Die Grünen werden sich die Vorschläge von Verteidigungsministerin Tanner „sehr genau anschauen und mit Blick auf unsere Neutralität prüfen“. Denn die präsentierte Umstrukturierung sei „tiefgreifend“ und würde das Bundesheer maßgeblich verändern, stellte Wehrsprecher David Stögmüller in einer Aussendung fest. Ein modernes Heer müsse natürlich kosteneffizient geführt werden. Aber eine effizientere Verwaltung dürfe nicht auf Kosten der Handlungsfähigkeit passieren, so Stögmüller. Er werde in den nächsten Tagen Gespräche mit der vom Koalitionspartner gestellten Ministerin führen.

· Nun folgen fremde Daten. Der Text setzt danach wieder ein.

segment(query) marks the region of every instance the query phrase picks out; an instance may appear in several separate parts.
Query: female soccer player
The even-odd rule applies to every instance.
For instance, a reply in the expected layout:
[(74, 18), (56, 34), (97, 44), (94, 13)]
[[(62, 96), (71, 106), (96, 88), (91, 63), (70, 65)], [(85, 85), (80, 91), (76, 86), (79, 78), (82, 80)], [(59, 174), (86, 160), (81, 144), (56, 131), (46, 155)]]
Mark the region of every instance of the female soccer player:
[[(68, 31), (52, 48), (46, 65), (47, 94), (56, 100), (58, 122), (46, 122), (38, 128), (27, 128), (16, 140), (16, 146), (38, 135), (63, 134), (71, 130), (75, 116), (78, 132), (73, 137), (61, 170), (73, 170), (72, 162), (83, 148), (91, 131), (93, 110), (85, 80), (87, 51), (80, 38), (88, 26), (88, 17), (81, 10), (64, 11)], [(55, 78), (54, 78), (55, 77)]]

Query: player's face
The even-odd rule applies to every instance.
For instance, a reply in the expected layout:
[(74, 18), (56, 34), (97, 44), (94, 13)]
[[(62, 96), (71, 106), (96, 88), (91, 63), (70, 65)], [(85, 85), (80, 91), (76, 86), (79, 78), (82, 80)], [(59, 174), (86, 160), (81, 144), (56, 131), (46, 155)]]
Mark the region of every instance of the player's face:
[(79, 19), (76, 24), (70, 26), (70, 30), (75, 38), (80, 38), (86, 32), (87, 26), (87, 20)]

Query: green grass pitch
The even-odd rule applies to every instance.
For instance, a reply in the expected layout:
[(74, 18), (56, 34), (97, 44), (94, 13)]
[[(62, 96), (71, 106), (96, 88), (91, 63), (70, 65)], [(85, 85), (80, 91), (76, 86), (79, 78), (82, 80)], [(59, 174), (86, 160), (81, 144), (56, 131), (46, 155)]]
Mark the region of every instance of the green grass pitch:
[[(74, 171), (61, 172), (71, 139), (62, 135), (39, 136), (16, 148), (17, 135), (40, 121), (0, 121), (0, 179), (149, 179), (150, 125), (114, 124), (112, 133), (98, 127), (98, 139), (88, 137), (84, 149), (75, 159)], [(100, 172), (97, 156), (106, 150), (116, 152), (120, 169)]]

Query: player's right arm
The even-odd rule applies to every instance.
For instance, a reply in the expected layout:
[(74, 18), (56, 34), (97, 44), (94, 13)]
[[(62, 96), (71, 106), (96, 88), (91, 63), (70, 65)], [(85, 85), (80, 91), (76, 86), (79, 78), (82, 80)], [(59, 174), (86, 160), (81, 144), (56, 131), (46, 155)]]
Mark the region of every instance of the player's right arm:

Ob ein Umbau des Heeres verfassungswidrig ist, ist nicht einfach zu beantworten. Die militärische Landesverteidigung ist zwar - im Bundes-Verfassungsgesetz abgesichert und auch im Wehrgesetz unterstrichen - erstrangige, aber nicht einzige Aufgabe. Und „feste, kalkulierbare Grenzen“ gebe es hier nicht, also habe die Regierung Spielraum, betonte der Verfassungsrechtler Bernd-Christian Funk gegenüber der APA.
An Grenzen stößt hier die verfassungsrechtliche Kontrolle. Denn die Regierung wird sicherlich nicht die „militärische Landesverteidigung“ aus dem Wehrgesetz streichen. Dies könnte man mit Erfolg beim Verfassungsgerichtshof anfechten. Aber „das läuft auf einer anderen Ebene“, stellte Funk fest. Wenn durch Reduktion (bzw. Umverteilung) der Mittel die militärische Landesverteidigung „schleichend ausgehöhlt“ wird, „laufen die traditionellen Möglichkeiten der verfassungsrechtlichen Kontrolle weitgehend leer“. Möglich wäre da allenfalls ein Misstrauensvotum oder eine Ministeranklage - für die aber eine (ohne Regierungsparteien nicht gegebene) Mehrheit im Nationalrat nötig wäre.
Gleich am Mittwoch gab es ein Gespräch über die Pläne von Verteidigungsministerin Tanner in der Hofburg. Bundespräsident und Oberbefehlshaber Alexander Van der Bellen hatte die Ministerin zur Unterredung gebeten, um sich umfassend berichten zu lassen. Für die Zukunft wurde vereinbart, „einen intensiveren Informationsaustausch zu pflegen“. Über genauere Inhalte oder Ergebnisse des Gesprächs gab es keine Information in der Präsidentschaftskanzlei. Denn die Unterredung war vertraulich.